I was lucky to have made many Japanese friends during my time at University who in turn introduced me to others when I was in Japan in the summer of 2008. I spent a night with Reiko’s family in Ibaraki-ken, not far from Tokyo. Her father, Shiina Sensei (Sensei is teacher in Japanese), is a Kendo teacher and he showed me the kendo part of the house. He has SO many kendo related equipments: the wooden sword you use for training, the real sharp ones as well and the Japanese archery related things.
The high school where we were going to for kendo is the same high school Reiko, her sister and father attended. The drive up the hill where the school was situated would have been covered with sakura (cherry blossoms) during spring. I have to come back. Walking up to the dojo, I could hear people shouting but it stopped when we got there. We bowed before we entered and Reiko helped me out in my first kendo wear. The top inner wear is similar to taekwondo although there are strings which you have to tie really tightly and the pants was just something really complicated with two very long things which you’d have to wrap across your tummy. Thankfully, Reiko’s mom , K-chan, was there to lend me a hand. I felt like I was choking. It was so tight. Reiko’s was all white. My top was white with a blue bottom. Shiina Sensei’s was all blue.
At first we were just watching and I couldn’t understand what were the kids doing. It looked like the exact same thing over and over again, but it wasn’t. Only after I tried doing it did I appreciate kendo, the same with all other sports/martial arts perhaps. I got a private lesson with Shiina Sensei who told me to strike the dummy at the men (head) and do (side stomach). Everything the kids were doing were all part of the techniques.
Now about the levels called dan – there are 8 and you can only get your first after 3 years and the second after another 3 years. Don’t quote me on this but I know it’s a long period. And Shiina Sensei only got his 7th about 10 years ago. How is that for being extremely dedicated to one sport?

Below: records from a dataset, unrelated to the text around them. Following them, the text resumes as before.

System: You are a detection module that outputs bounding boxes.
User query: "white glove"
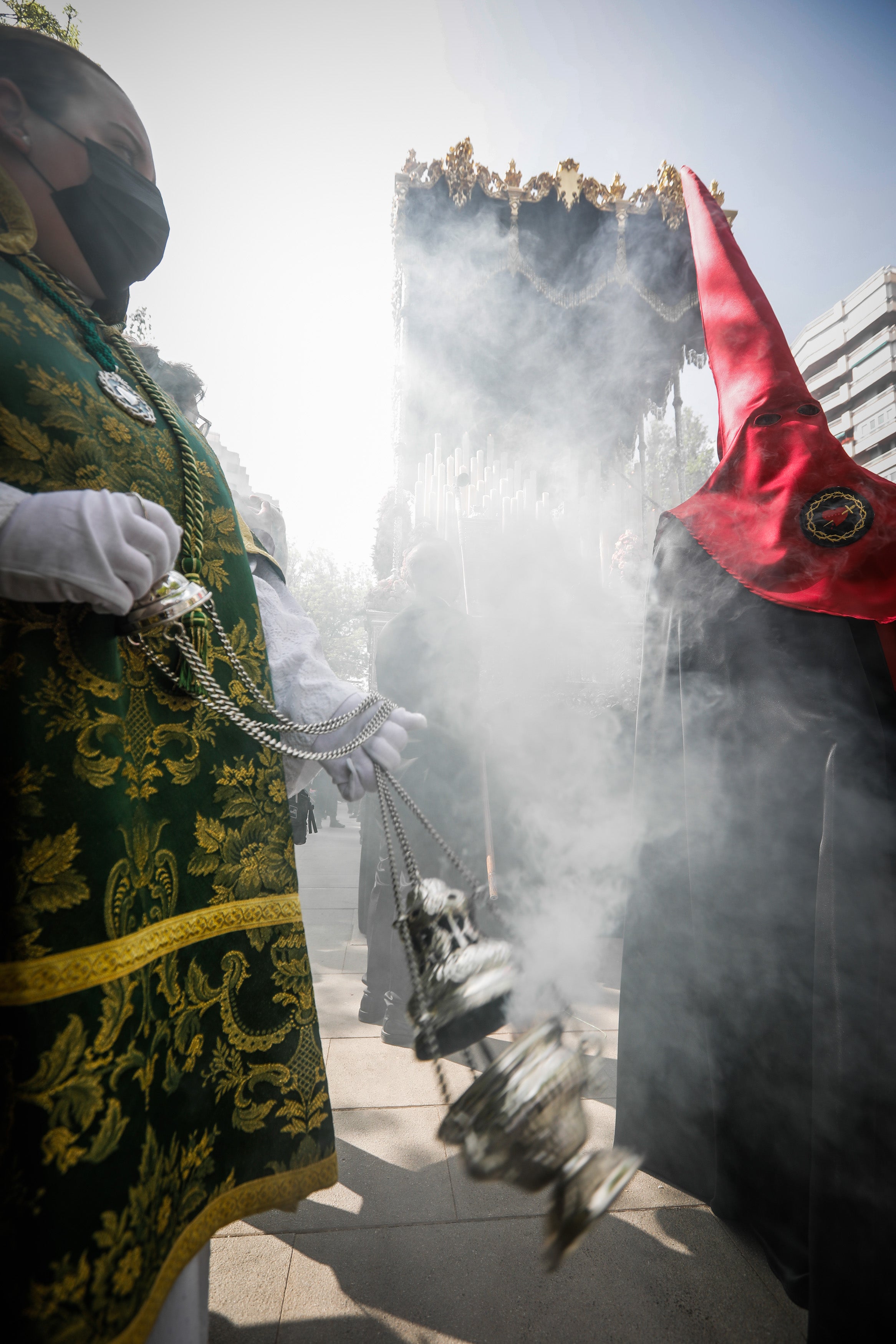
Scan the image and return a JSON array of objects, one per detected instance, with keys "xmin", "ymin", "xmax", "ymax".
[
  {"xmin": 0, "ymin": 485, "xmax": 181, "ymax": 616},
  {"xmin": 318, "ymin": 691, "xmax": 426, "ymax": 803}
]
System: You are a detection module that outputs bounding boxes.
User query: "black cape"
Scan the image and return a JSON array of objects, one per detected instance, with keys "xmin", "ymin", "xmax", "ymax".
[{"xmin": 616, "ymin": 516, "xmax": 896, "ymax": 1344}]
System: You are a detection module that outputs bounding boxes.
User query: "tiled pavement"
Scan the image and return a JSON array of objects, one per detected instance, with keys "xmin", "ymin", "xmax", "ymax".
[{"xmin": 210, "ymin": 808, "xmax": 806, "ymax": 1344}]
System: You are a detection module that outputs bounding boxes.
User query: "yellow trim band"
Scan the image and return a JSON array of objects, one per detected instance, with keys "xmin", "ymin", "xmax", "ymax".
[
  {"xmin": 0, "ymin": 892, "xmax": 302, "ymax": 1008},
  {"xmin": 111, "ymin": 1153, "xmax": 338, "ymax": 1344}
]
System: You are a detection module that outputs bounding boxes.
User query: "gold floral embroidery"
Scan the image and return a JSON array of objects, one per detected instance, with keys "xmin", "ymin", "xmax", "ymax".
[{"xmin": 0, "ymin": 257, "xmax": 336, "ymax": 1344}]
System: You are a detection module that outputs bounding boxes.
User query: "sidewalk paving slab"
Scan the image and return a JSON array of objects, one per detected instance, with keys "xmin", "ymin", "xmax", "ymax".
[{"xmin": 210, "ymin": 806, "xmax": 806, "ymax": 1344}]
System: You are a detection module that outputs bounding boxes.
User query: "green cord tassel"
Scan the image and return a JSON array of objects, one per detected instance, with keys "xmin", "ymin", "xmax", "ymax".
[{"xmin": 177, "ymin": 610, "xmax": 208, "ymax": 695}]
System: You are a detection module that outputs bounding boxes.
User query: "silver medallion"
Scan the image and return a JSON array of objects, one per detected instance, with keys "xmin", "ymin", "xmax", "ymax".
[{"xmin": 97, "ymin": 368, "xmax": 156, "ymax": 425}]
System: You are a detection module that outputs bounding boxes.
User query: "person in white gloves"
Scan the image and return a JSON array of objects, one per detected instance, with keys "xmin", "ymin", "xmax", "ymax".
[
  {"xmin": 0, "ymin": 23, "xmax": 416, "ymax": 1344},
  {"xmin": 243, "ymin": 502, "xmax": 426, "ymax": 803},
  {"xmin": 0, "ymin": 483, "xmax": 426, "ymax": 801}
]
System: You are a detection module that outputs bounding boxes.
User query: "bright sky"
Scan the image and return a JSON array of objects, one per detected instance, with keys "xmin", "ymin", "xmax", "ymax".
[{"xmin": 72, "ymin": 0, "xmax": 896, "ymax": 562}]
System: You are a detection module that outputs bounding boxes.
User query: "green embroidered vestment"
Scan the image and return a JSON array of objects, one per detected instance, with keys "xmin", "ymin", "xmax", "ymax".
[{"xmin": 0, "ymin": 258, "xmax": 336, "ymax": 1344}]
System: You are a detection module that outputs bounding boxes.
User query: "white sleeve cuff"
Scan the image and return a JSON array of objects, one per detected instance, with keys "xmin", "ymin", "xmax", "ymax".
[{"xmin": 0, "ymin": 481, "xmax": 28, "ymax": 527}]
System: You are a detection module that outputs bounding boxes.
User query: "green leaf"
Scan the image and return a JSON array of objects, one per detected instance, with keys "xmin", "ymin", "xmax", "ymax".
[{"xmin": 84, "ymin": 1097, "xmax": 128, "ymax": 1163}]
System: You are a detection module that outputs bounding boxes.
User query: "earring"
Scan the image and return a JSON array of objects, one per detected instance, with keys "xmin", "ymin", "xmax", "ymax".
[{"xmin": 0, "ymin": 161, "xmax": 38, "ymax": 257}]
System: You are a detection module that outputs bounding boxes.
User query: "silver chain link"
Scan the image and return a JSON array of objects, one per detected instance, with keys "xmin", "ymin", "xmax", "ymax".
[
  {"xmin": 205, "ymin": 601, "xmax": 383, "ymax": 737},
  {"xmin": 373, "ymin": 765, "xmax": 451, "ymax": 1106},
  {"xmin": 134, "ymin": 609, "xmax": 396, "ymax": 761}
]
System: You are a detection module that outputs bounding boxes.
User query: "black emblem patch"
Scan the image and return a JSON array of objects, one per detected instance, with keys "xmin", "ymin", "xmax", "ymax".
[{"xmin": 799, "ymin": 485, "xmax": 874, "ymax": 546}]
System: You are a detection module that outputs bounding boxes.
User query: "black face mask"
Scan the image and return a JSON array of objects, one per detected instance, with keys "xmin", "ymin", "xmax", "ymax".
[{"xmin": 31, "ymin": 121, "xmax": 169, "ymax": 323}]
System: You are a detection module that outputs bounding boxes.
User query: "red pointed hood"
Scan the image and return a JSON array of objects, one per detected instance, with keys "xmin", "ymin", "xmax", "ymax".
[{"xmin": 672, "ymin": 168, "xmax": 896, "ymax": 622}]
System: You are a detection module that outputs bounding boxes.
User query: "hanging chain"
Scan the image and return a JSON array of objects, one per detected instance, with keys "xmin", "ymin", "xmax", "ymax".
[
  {"xmin": 139, "ymin": 622, "xmax": 395, "ymax": 761},
  {"xmin": 207, "ymin": 601, "xmax": 381, "ymax": 737},
  {"xmin": 383, "ymin": 770, "xmax": 488, "ymax": 900},
  {"xmin": 9, "ymin": 253, "xmax": 208, "ymax": 691},
  {"xmin": 373, "ymin": 765, "xmax": 451, "ymax": 1106}
]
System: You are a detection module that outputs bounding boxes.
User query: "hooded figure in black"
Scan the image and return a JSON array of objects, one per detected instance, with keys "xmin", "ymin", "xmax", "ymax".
[{"xmin": 615, "ymin": 169, "xmax": 896, "ymax": 1344}]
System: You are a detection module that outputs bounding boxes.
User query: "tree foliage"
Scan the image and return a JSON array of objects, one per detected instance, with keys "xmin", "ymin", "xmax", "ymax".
[
  {"xmin": 286, "ymin": 546, "xmax": 373, "ymax": 683},
  {"xmin": 645, "ymin": 406, "xmax": 717, "ymax": 508},
  {"xmin": 0, "ymin": 0, "xmax": 81, "ymax": 50}
]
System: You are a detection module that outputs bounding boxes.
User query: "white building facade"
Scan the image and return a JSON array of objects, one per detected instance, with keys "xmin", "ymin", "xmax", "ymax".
[{"xmin": 791, "ymin": 266, "xmax": 896, "ymax": 480}]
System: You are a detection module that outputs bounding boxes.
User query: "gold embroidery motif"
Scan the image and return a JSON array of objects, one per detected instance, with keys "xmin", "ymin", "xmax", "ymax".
[{"xmin": 0, "ymin": 892, "xmax": 301, "ymax": 1007}]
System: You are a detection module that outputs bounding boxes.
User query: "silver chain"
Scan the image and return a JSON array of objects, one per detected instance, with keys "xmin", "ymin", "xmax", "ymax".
[
  {"xmin": 205, "ymin": 601, "xmax": 383, "ymax": 737},
  {"xmin": 378, "ymin": 766, "xmax": 488, "ymax": 900},
  {"xmin": 373, "ymin": 763, "xmax": 451, "ymax": 1106},
  {"xmin": 133, "ymin": 616, "xmax": 396, "ymax": 761}
]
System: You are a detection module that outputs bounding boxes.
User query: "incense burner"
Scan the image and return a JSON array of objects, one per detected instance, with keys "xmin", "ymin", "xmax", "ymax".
[
  {"xmin": 439, "ymin": 1018, "xmax": 641, "ymax": 1269},
  {"xmin": 407, "ymin": 878, "xmax": 515, "ymax": 1059}
]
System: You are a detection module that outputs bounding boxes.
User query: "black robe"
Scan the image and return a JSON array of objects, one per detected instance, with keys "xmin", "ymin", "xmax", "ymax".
[{"xmin": 616, "ymin": 516, "xmax": 896, "ymax": 1344}]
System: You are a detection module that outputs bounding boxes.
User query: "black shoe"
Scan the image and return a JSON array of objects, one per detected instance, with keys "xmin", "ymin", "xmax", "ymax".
[
  {"xmin": 380, "ymin": 989, "xmax": 415, "ymax": 1047},
  {"xmin": 357, "ymin": 989, "xmax": 386, "ymax": 1027}
]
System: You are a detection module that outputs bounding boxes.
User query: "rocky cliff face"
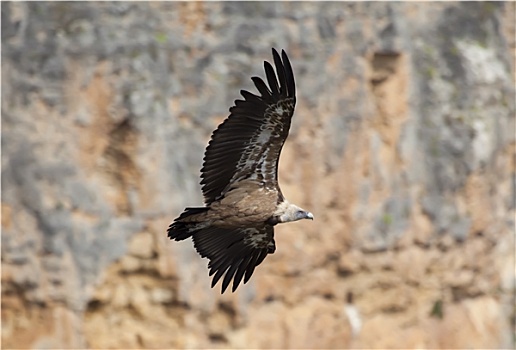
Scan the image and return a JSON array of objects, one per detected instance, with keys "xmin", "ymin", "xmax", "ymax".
[{"xmin": 2, "ymin": 2, "xmax": 515, "ymax": 348}]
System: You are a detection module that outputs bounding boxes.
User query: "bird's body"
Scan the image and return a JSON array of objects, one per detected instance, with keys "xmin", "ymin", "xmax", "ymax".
[{"xmin": 168, "ymin": 49, "xmax": 313, "ymax": 293}]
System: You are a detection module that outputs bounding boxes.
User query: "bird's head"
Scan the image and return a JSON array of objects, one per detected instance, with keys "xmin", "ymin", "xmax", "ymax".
[{"xmin": 279, "ymin": 203, "xmax": 314, "ymax": 222}]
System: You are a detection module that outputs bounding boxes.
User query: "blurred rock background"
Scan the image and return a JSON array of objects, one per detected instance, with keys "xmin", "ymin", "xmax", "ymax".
[{"xmin": 2, "ymin": 2, "xmax": 516, "ymax": 348}]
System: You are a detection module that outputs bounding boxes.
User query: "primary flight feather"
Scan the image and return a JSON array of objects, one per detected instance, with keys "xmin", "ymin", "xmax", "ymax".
[{"xmin": 168, "ymin": 49, "xmax": 313, "ymax": 293}]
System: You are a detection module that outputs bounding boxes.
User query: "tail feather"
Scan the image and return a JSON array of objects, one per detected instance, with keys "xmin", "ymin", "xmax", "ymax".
[{"xmin": 167, "ymin": 207, "xmax": 208, "ymax": 241}]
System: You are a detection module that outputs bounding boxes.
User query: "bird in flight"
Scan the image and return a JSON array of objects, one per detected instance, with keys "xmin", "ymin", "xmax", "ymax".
[{"xmin": 167, "ymin": 49, "xmax": 313, "ymax": 293}]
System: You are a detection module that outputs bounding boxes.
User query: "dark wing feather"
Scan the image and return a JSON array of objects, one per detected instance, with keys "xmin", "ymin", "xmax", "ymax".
[
  {"xmin": 201, "ymin": 49, "xmax": 296, "ymax": 204},
  {"xmin": 193, "ymin": 225, "xmax": 276, "ymax": 293}
]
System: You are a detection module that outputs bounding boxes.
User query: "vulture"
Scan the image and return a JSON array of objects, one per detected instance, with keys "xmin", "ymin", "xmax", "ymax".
[{"xmin": 167, "ymin": 49, "xmax": 313, "ymax": 293}]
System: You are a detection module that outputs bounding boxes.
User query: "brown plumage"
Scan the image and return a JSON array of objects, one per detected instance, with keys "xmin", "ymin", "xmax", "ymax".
[{"xmin": 168, "ymin": 49, "xmax": 313, "ymax": 293}]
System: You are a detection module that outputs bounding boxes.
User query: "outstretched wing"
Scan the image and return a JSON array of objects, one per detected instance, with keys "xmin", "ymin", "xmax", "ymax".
[
  {"xmin": 193, "ymin": 225, "xmax": 276, "ymax": 293},
  {"xmin": 201, "ymin": 49, "xmax": 296, "ymax": 205}
]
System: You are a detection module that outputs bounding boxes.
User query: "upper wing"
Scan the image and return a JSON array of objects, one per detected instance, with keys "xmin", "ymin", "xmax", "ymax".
[
  {"xmin": 193, "ymin": 225, "xmax": 276, "ymax": 293},
  {"xmin": 201, "ymin": 49, "xmax": 296, "ymax": 205}
]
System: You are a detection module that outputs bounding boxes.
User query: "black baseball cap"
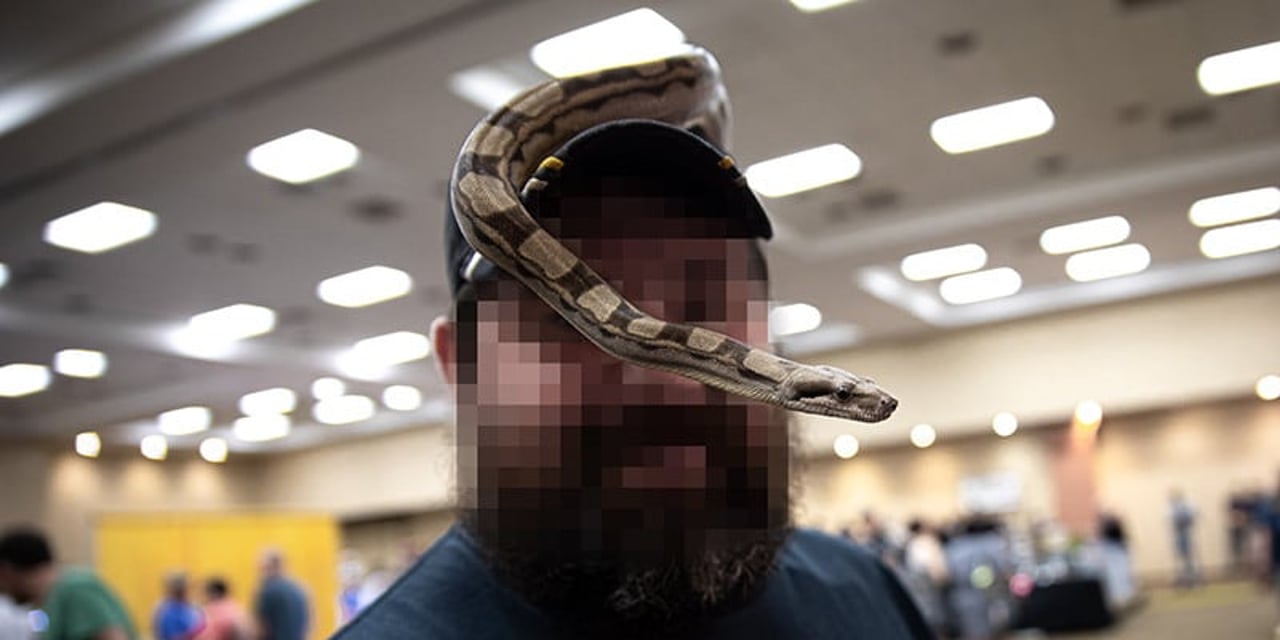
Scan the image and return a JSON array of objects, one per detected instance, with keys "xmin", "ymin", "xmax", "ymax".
[{"xmin": 444, "ymin": 119, "xmax": 773, "ymax": 296}]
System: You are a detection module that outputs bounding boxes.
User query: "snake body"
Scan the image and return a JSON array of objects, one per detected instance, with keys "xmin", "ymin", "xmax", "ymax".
[{"xmin": 449, "ymin": 49, "xmax": 897, "ymax": 422}]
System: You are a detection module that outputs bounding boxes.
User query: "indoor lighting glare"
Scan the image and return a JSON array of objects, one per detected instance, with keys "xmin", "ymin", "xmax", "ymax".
[
  {"xmin": 901, "ymin": 242, "xmax": 987, "ymax": 282},
  {"xmin": 248, "ymin": 129, "xmax": 360, "ymax": 184},
  {"xmin": 0, "ymin": 362, "xmax": 52, "ymax": 398},
  {"xmin": 1041, "ymin": 215, "xmax": 1129, "ymax": 256},
  {"xmin": 311, "ymin": 396, "xmax": 376, "ymax": 425},
  {"xmin": 911, "ymin": 425, "xmax": 938, "ymax": 449},
  {"xmin": 1201, "ymin": 219, "xmax": 1280, "ymax": 259},
  {"xmin": 1066, "ymin": 244, "xmax": 1151, "ymax": 282},
  {"xmin": 238, "ymin": 387, "xmax": 298, "ymax": 416},
  {"xmin": 991, "ymin": 411, "xmax": 1018, "ymax": 438},
  {"xmin": 769, "ymin": 302, "xmax": 822, "ymax": 337},
  {"xmin": 156, "ymin": 406, "xmax": 214, "ymax": 435},
  {"xmin": 311, "ymin": 378, "xmax": 347, "ymax": 399},
  {"xmin": 833, "ymin": 434, "xmax": 859, "ymax": 460},
  {"xmin": 745, "ymin": 143, "xmax": 863, "ymax": 198},
  {"xmin": 200, "ymin": 438, "xmax": 227, "ymax": 465},
  {"xmin": 529, "ymin": 8, "xmax": 690, "ymax": 78},
  {"xmin": 54, "ymin": 349, "xmax": 106, "ymax": 378},
  {"xmin": 1187, "ymin": 187, "xmax": 1280, "ymax": 227},
  {"xmin": 76, "ymin": 431, "xmax": 102, "ymax": 458},
  {"xmin": 140, "ymin": 434, "xmax": 169, "ymax": 460},
  {"xmin": 929, "ymin": 96, "xmax": 1053, "ymax": 154},
  {"xmin": 1196, "ymin": 41, "xmax": 1280, "ymax": 96},
  {"xmin": 1075, "ymin": 401, "xmax": 1102, "ymax": 426},
  {"xmin": 1253, "ymin": 374, "xmax": 1280, "ymax": 401},
  {"xmin": 383, "ymin": 384, "xmax": 422, "ymax": 411},
  {"xmin": 791, "ymin": 0, "xmax": 854, "ymax": 13},
  {"xmin": 316, "ymin": 265, "xmax": 413, "ymax": 308},
  {"xmin": 938, "ymin": 266, "xmax": 1023, "ymax": 305},
  {"xmin": 45, "ymin": 202, "xmax": 156, "ymax": 253},
  {"xmin": 187, "ymin": 303, "xmax": 275, "ymax": 343},
  {"xmin": 232, "ymin": 413, "xmax": 291, "ymax": 442},
  {"xmin": 449, "ymin": 67, "xmax": 527, "ymax": 111}
]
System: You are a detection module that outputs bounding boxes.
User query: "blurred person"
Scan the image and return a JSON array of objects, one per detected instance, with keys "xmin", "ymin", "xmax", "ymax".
[
  {"xmin": 152, "ymin": 571, "xmax": 204, "ymax": 640},
  {"xmin": 196, "ymin": 577, "xmax": 253, "ymax": 640},
  {"xmin": 338, "ymin": 73, "xmax": 931, "ymax": 640},
  {"xmin": 253, "ymin": 549, "xmax": 311, "ymax": 640},
  {"xmin": 902, "ymin": 518, "xmax": 951, "ymax": 635},
  {"xmin": 1169, "ymin": 489, "xmax": 1201, "ymax": 588},
  {"xmin": 0, "ymin": 527, "xmax": 138, "ymax": 640}
]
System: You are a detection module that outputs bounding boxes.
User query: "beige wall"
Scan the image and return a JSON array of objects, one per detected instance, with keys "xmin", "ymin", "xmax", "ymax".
[{"xmin": 0, "ymin": 444, "xmax": 260, "ymax": 564}]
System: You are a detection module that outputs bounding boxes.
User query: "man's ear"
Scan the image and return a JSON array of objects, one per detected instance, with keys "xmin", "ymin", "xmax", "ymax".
[{"xmin": 431, "ymin": 316, "xmax": 458, "ymax": 387}]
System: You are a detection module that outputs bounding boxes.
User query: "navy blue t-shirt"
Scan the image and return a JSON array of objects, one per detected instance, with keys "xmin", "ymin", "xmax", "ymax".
[{"xmin": 334, "ymin": 525, "xmax": 933, "ymax": 640}]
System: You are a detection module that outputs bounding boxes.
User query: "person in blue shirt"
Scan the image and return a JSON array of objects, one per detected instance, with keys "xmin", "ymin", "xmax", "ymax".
[
  {"xmin": 337, "ymin": 120, "xmax": 932, "ymax": 640},
  {"xmin": 152, "ymin": 572, "xmax": 204, "ymax": 640}
]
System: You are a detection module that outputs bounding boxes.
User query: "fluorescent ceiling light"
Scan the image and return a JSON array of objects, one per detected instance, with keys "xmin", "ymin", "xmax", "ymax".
[
  {"xmin": 1066, "ymin": 244, "xmax": 1151, "ymax": 282},
  {"xmin": 187, "ymin": 303, "xmax": 275, "ymax": 343},
  {"xmin": 0, "ymin": 362, "xmax": 51, "ymax": 398},
  {"xmin": 200, "ymin": 438, "xmax": 227, "ymax": 465},
  {"xmin": 791, "ymin": 0, "xmax": 854, "ymax": 12},
  {"xmin": 929, "ymin": 97, "xmax": 1053, "ymax": 154},
  {"xmin": 248, "ymin": 129, "xmax": 360, "ymax": 184},
  {"xmin": 383, "ymin": 384, "xmax": 422, "ymax": 411},
  {"xmin": 991, "ymin": 411, "xmax": 1018, "ymax": 438},
  {"xmin": 157, "ymin": 406, "xmax": 214, "ymax": 435},
  {"xmin": 938, "ymin": 266, "xmax": 1023, "ymax": 305},
  {"xmin": 901, "ymin": 242, "xmax": 987, "ymax": 282},
  {"xmin": 1075, "ymin": 401, "xmax": 1102, "ymax": 425},
  {"xmin": 529, "ymin": 8, "xmax": 689, "ymax": 78},
  {"xmin": 911, "ymin": 425, "xmax": 938, "ymax": 449},
  {"xmin": 45, "ymin": 202, "xmax": 156, "ymax": 253},
  {"xmin": 311, "ymin": 378, "xmax": 347, "ymax": 399},
  {"xmin": 1041, "ymin": 215, "xmax": 1129, "ymax": 256},
  {"xmin": 746, "ymin": 143, "xmax": 863, "ymax": 198},
  {"xmin": 449, "ymin": 67, "xmax": 526, "ymax": 111},
  {"xmin": 239, "ymin": 387, "xmax": 298, "ymax": 416},
  {"xmin": 1196, "ymin": 42, "xmax": 1280, "ymax": 96},
  {"xmin": 140, "ymin": 434, "xmax": 169, "ymax": 460},
  {"xmin": 76, "ymin": 431, "xmax": 102, "ymax": 458},
  {"xmin": 311, "ymin": 396, "xmax": 376, "ymax": 425},
  {"xmin": 1201, "ymin": 219, "xmax": 1280, "ymax": 257},
  {"xmin": 1253, "ymin": 375, "xmax": 1280, "ymax": 401},
  {"xmin": 232, "ymin": 413, "xmax": 289, "ymax": 442},
  {"xmin": 832, "ymin": 434, "xmax": 859, "ymax": 460},
  {"xmin": 769, "ymin": 302, "xmax": 822, "ymax": 337},
  {"xmin": 316, "ymin": 265, "xmax": 413, "ymax": 307},
  {"xmin": 54, "ymin": 349, "xmax": 106, "ymax": 378},
  {"xmin": 1187, "ymin": 187, "xmax": 1280, "ymax": 227}
]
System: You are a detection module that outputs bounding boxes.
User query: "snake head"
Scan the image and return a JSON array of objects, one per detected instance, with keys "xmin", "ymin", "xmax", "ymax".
[{"xmin": 786, "ymin": 365, "xmax": 897, "ymax": 422}]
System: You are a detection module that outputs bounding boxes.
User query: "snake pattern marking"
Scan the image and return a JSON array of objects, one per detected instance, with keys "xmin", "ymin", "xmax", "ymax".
[{"xmin": 449, "ymin": 47, "xmax": 897, "ymax": 422}]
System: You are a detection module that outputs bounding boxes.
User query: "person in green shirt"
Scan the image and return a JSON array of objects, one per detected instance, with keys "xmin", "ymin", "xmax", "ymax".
[{"xmin": 0, "ymin": 527, "xmax": 138, "ymax": 640}]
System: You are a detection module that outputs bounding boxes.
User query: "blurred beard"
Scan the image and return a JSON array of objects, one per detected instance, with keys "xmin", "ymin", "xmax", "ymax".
[{"xmin": 460, "ymin": 398, "xmax": 791, "ymax": 637}]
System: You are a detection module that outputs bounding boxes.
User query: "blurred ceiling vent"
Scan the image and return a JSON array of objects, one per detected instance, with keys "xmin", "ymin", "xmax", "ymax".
[
  {"xmin": 1165, "ymin": 105, "xmax": 1217, "ymax": 132},
  {"xmin": 938, "ymin": 31, "xmax": 978, "ymax": 56}
]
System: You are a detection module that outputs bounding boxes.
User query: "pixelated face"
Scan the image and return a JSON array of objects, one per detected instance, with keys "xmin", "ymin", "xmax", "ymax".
[{"xmin": 457, "ymin": 198, "xmax": 788, "ymax": 566}]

I asked K-chan why her husband loves kendo so much and she mentioned that he said that he wants to use it to save the world: philosophically, how kendo would shape your mentality and soul and how it would bring peace to the world. I was mostly watching during the 2 hours I was at the dojo. When the kids were having their break, Reiko and I had to do the shouting and striking the dummy at the commands of men and do with her dad in front of everyone. I was so embarrassed about having to shout and I didn’t even really have a clue about what I was doing. But I did everything I was expected to do and was later told by Shiina Sensei and even the kids that I have talent in kendo. REALLY?
We headed back to Reiko’s around 5pm. After showering, K-chan helped me into a yukata. It felt so nice to have someone dress you up. Wearing the yukata was a highly complicated process. Even Reiko couldn’t wear it on her own. I wonder if wearing a sari is this complex. K-chan even made my hair up for me. She tied them up in little knots and pulled it all back into a little bun.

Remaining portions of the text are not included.